1. CONFÍRMASE la sentencia recurrida en apelación.

2. RECONÓCESE personería jurídica a la doctora Blanca Rocío Alba Tapiero, identificada con Cédula de Ciudadanía 35.487.305 y Tarjeta Profesional 100.005 del CSJ.

Ejecutoriada esta providencia, devuélvase el expediente al Tribunal de origen.

Notifíquese y cúmplase.

Se deja constancia de que la anterior sentencia fue leída, discutida y aprobada por la Sala en la sesión de la fecha».

3 Antes, sociedades de intermediación aduanera.

4 Folios 8 a 10 del cuaderno principal del expediente.

5 Folio 21 del cuaderno principal del expediente.

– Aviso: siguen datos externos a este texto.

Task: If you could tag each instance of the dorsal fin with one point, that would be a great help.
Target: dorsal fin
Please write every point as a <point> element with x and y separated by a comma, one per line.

6 Folios 31 y siguientes ibídem.

7 El artículo 2º del Decreto 2402 de 1991, vigente para la época de los hechos, definía el tránsito aduanero así:

“Es el régimen aduanero que permite el transporte de mercancías nacionales o extranjeras de una aduana a otra, bajo control aduanero…”.

8 “Sanción a aplicar cuando no sea posible aprehender la mercancía.

Cuando no sea posible aprehender la mercancía por haber sido consumida, destruida, transformada o porque no se haya puesto a disposición de la autoridad aduanera, procederá la aplicación de una sanción equivalente al doscientos por ciento (200%) del valor en aduana de la misma, que se impondrá al importador o declarante, según sea el caso.

También se podrá imponer la sanción prevista en el inciso anterior, al propietario, tenedor o poseedor, o a quien se haya beneficiado de la operación, o a quien tuvo derecho o disposición sobre las mercancías, o a quien de alguna manera intervino en dicha operación…”.

9 ART. 3º—Responsables de la obligación aduanera. De conformidad con las normas correspondientes, serán responsables de las obligaciones aduaneras, importador, el propietario, o el tenedor de la mercancía; así mismo, serán responsables de las obligaciones que se deriven por su intervención, el transportador, depositario, intermediario y el declarante…”.

ART. 4º—Naturaleza de la obligación aduanera. La obligación aduanera es de carácter personal, sin perjuicio de que se pueda hacer efectivo su cumplimiento sobre la mercancía, mediante el abandono, la aprehensión y decomiso, con preferencia sobre cualquier otra garantía u obligación que recaiga sobre ella.”

10 Regulación que se mantiene en el actual Estatuto Aduanero.

11 Declaración de tránsito aduanero.

12 De acuerdo con el texto inicial del artículo 356 del E.A.